After doing this you can choose your landmass then apply effect: stylize: inner-glow and play around with that... you can set that object or sub-layer to multiply (overlay, normal or whatever) and play around with the opacity to get the desired look. If you want to edit that effect later you can open the "appearance" palette and it will show you what effects are applied to the object selected. You CAN apply effects to entire layers as well.. just try and do one or the other if possible as it can get really confusing with a lot of layers. For instance that torentine map has god-only-knows-how-many layers and i have had some baffling situations where nested effects get very tricky so i try to avoid that.

ALSO.. just FYI.. to define separate countries on that Torentine map i used a duplicate of the outline and gave it a thinner solid stroke of the same color (on the inside of the object which can be controlled in the stroke menu), then turned the opacity down on that object, set it to multiply and put it above the inner glow outline.

Majortopio
12-23-2009, 05:10 PM
Thanks for the detailed walkthrough, a2area - I'll definitely keep it in mind for when I reach the coastlines.

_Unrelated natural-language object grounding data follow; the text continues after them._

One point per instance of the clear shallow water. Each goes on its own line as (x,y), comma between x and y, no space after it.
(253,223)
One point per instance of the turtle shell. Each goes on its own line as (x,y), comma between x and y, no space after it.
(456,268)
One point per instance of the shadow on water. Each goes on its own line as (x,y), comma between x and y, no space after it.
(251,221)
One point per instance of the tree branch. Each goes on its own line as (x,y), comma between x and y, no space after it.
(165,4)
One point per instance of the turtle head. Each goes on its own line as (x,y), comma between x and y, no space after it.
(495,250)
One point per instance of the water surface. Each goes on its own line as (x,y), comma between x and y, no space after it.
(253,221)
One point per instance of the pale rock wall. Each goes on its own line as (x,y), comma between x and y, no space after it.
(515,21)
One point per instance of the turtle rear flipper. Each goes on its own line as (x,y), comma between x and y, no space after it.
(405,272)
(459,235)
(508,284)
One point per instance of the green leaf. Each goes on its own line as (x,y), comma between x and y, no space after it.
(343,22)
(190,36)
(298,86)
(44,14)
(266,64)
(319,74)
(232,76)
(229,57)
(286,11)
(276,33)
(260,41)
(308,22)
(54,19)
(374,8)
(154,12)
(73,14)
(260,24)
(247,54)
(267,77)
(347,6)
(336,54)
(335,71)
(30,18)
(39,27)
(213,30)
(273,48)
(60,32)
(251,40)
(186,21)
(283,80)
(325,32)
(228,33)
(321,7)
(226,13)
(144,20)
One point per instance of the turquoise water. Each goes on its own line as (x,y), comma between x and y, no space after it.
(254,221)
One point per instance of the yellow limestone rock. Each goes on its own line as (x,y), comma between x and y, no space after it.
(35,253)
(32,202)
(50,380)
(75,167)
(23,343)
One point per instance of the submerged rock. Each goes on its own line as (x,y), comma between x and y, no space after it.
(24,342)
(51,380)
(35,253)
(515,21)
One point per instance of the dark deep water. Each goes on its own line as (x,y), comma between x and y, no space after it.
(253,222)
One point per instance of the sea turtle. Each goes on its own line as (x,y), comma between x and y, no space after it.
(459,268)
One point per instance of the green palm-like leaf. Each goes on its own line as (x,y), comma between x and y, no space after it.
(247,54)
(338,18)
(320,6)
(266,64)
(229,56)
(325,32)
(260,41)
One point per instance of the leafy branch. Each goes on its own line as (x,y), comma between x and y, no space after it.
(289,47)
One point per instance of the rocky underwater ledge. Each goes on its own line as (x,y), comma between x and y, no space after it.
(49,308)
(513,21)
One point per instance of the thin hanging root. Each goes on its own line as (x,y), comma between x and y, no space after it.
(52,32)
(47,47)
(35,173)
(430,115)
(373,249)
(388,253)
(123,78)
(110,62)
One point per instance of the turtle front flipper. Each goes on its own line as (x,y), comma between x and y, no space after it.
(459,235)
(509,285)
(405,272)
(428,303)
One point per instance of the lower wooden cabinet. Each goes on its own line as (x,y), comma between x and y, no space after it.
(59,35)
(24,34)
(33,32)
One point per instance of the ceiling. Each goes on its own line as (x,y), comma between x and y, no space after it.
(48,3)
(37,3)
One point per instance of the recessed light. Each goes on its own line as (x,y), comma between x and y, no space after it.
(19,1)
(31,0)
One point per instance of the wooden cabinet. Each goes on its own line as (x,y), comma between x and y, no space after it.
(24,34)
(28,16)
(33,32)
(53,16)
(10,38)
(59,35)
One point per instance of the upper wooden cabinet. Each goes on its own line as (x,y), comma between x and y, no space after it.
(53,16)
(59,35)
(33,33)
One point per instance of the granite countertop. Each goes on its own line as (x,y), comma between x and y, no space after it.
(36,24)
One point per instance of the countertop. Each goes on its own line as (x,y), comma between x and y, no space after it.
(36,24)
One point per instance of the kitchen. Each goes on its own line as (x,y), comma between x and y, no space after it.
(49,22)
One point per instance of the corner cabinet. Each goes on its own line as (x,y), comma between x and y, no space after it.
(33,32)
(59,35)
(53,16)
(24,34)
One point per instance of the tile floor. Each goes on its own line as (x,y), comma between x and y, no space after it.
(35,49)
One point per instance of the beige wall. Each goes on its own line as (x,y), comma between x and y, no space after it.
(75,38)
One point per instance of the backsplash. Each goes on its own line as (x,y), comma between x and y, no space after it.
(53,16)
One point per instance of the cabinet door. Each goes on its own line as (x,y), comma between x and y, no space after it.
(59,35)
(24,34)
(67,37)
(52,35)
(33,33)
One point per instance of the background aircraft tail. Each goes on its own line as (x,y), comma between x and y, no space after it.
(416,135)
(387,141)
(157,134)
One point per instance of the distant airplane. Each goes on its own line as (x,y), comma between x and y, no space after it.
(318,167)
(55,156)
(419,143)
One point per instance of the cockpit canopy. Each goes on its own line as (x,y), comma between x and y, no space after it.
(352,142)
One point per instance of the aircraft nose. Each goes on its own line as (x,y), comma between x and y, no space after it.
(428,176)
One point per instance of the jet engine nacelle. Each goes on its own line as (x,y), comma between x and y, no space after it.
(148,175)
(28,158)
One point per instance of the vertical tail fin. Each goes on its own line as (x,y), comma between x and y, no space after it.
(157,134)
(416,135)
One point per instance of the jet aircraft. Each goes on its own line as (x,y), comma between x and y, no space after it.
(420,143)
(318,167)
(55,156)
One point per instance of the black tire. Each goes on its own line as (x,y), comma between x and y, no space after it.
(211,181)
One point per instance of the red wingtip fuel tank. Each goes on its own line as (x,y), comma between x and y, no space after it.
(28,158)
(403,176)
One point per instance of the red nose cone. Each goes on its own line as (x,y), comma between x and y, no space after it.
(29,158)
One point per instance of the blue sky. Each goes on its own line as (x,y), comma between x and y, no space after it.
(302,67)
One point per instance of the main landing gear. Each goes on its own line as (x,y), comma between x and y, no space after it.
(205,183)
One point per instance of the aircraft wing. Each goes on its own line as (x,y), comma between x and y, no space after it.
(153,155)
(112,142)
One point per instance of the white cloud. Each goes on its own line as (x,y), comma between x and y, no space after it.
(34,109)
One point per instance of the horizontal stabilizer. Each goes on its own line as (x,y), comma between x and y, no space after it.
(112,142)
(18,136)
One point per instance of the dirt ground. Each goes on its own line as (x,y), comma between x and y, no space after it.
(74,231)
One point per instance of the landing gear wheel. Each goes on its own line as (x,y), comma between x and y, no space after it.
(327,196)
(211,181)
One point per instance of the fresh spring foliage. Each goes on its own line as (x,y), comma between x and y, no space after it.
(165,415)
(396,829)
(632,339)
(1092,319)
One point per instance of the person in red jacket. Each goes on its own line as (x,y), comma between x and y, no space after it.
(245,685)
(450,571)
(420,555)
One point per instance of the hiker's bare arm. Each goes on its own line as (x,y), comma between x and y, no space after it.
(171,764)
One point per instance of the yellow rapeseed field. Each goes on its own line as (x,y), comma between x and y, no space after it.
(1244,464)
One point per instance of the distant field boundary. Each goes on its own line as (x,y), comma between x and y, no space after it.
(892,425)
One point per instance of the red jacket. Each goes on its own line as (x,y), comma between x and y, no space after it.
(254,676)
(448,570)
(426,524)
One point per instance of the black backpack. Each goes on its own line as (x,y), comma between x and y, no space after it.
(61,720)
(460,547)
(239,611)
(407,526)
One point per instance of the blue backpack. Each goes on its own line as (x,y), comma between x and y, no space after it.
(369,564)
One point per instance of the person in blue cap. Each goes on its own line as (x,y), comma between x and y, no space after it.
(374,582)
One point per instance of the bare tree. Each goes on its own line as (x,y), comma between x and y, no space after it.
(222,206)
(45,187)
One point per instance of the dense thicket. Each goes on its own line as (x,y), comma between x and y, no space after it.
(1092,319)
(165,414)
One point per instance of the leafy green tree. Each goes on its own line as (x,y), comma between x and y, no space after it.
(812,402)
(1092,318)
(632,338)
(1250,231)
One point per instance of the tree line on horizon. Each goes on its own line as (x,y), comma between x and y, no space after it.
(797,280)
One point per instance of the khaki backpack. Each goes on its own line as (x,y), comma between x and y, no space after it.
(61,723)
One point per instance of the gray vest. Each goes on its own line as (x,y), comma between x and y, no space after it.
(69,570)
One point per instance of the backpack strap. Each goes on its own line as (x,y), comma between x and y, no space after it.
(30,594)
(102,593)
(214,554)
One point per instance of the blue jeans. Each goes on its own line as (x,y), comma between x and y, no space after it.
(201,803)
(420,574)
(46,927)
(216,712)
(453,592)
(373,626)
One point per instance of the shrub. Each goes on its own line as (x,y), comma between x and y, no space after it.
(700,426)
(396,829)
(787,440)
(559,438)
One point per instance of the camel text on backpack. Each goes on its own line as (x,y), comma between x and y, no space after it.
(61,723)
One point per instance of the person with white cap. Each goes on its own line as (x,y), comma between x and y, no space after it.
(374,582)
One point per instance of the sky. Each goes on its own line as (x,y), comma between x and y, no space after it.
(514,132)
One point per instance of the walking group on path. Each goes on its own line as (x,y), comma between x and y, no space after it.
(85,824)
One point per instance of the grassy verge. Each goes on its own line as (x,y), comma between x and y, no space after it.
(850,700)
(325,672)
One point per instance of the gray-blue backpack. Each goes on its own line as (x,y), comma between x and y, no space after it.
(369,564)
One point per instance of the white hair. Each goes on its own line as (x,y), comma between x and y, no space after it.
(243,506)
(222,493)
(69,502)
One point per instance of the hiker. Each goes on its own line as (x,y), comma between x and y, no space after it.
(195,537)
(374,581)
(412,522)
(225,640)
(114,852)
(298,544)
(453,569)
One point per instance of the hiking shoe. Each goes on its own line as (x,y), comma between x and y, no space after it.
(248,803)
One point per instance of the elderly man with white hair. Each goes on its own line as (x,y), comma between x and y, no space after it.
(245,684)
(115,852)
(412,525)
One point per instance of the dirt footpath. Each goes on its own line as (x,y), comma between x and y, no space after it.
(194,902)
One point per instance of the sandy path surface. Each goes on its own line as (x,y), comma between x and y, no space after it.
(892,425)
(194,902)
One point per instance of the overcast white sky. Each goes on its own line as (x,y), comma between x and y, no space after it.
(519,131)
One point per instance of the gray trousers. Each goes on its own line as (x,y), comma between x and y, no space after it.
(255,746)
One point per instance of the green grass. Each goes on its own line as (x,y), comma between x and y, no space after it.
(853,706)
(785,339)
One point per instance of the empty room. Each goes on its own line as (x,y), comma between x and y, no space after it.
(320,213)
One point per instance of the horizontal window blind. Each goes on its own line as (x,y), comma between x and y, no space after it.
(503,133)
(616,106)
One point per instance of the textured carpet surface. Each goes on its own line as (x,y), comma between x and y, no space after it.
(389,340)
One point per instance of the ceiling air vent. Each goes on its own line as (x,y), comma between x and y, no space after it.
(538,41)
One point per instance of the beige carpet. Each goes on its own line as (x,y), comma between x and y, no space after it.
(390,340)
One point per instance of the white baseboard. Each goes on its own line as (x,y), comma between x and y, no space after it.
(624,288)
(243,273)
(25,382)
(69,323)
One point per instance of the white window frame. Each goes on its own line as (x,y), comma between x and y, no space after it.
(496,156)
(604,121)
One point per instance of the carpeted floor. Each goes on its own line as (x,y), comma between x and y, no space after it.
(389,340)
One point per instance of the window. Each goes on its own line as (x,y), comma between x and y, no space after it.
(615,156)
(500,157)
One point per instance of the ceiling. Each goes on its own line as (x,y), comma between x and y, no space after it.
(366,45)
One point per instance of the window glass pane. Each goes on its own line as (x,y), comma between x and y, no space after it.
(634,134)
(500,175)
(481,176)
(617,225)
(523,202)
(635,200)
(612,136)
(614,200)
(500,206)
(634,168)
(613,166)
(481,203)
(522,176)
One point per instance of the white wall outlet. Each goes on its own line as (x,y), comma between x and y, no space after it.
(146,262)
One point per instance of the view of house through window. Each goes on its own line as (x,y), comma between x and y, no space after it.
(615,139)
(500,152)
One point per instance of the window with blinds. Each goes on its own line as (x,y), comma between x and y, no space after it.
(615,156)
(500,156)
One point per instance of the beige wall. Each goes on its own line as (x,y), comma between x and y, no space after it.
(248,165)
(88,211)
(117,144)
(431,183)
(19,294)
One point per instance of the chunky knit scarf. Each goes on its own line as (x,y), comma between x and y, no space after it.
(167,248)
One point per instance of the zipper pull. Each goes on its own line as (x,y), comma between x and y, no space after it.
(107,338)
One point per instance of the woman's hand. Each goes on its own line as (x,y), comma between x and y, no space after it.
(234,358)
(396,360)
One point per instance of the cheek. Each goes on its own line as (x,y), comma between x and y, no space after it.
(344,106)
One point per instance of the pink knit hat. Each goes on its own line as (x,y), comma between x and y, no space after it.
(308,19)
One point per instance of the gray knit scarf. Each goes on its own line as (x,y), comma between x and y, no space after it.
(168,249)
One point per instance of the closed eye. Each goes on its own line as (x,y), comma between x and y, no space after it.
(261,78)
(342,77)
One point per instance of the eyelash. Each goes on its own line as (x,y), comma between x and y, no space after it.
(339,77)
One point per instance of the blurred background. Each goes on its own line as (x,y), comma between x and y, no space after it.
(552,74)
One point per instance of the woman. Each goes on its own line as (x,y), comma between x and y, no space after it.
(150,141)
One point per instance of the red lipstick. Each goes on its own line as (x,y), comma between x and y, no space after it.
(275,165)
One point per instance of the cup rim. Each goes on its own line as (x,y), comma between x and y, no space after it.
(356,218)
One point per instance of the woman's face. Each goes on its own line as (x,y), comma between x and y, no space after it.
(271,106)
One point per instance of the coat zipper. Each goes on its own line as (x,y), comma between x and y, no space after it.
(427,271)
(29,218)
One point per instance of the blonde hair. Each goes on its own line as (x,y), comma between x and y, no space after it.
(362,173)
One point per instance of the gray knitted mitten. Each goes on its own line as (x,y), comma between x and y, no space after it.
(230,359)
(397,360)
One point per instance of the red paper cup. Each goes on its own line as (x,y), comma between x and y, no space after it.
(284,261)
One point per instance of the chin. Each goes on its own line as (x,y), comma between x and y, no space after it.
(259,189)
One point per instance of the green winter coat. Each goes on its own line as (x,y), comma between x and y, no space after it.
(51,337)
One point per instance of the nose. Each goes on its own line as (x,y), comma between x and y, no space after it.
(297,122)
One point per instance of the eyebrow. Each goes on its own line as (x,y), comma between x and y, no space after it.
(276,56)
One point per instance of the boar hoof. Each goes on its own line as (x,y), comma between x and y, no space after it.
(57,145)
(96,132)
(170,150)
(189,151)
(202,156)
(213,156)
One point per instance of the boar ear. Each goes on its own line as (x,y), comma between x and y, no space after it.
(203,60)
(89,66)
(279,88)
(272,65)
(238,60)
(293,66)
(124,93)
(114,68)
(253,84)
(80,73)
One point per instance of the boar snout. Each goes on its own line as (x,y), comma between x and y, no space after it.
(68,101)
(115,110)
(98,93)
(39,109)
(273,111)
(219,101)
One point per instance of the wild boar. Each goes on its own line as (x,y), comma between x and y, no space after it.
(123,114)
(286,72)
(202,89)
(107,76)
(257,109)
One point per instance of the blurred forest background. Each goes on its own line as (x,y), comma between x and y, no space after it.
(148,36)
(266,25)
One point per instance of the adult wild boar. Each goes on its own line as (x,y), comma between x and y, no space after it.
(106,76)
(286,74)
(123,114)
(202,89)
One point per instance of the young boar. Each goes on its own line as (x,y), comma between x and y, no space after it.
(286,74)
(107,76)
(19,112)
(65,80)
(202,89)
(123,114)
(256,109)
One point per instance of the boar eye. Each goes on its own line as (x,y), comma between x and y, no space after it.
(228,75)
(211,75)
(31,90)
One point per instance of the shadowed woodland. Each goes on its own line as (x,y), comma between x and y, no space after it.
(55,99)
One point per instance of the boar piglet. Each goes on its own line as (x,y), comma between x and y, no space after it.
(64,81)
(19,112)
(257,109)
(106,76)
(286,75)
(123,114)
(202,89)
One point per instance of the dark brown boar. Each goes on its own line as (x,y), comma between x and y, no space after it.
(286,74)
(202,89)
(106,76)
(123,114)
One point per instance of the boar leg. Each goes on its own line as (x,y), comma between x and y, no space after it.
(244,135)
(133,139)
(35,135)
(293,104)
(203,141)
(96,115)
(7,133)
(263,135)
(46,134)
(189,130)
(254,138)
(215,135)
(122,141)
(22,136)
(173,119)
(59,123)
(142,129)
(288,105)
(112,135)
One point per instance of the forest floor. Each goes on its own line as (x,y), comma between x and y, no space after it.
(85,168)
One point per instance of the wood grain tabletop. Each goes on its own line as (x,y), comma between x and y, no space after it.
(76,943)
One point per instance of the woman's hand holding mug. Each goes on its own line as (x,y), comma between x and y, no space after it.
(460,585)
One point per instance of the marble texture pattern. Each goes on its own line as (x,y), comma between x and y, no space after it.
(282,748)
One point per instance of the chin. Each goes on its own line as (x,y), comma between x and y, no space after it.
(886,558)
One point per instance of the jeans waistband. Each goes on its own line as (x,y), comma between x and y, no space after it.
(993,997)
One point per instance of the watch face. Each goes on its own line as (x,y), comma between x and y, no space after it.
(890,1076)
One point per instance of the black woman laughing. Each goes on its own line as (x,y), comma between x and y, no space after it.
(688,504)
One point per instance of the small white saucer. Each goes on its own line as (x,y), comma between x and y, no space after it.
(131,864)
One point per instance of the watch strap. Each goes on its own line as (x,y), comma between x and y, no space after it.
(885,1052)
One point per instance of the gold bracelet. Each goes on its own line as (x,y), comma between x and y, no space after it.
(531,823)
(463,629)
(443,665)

So, a few updates, mostly just the incorporation of more areas, such as the Central Highlands. A few more details in the western Expanse as well. Coming along nicely, so far, I think.

The reason more hasn't been done is because I've also been working on a regional map of the Seven Crowns, which is slightly more detailed than what you see in the larger map. I've done that before I've finished everything else because I want to start writing some background for that place ASAP, because I have a whole lot of ideas at the moment.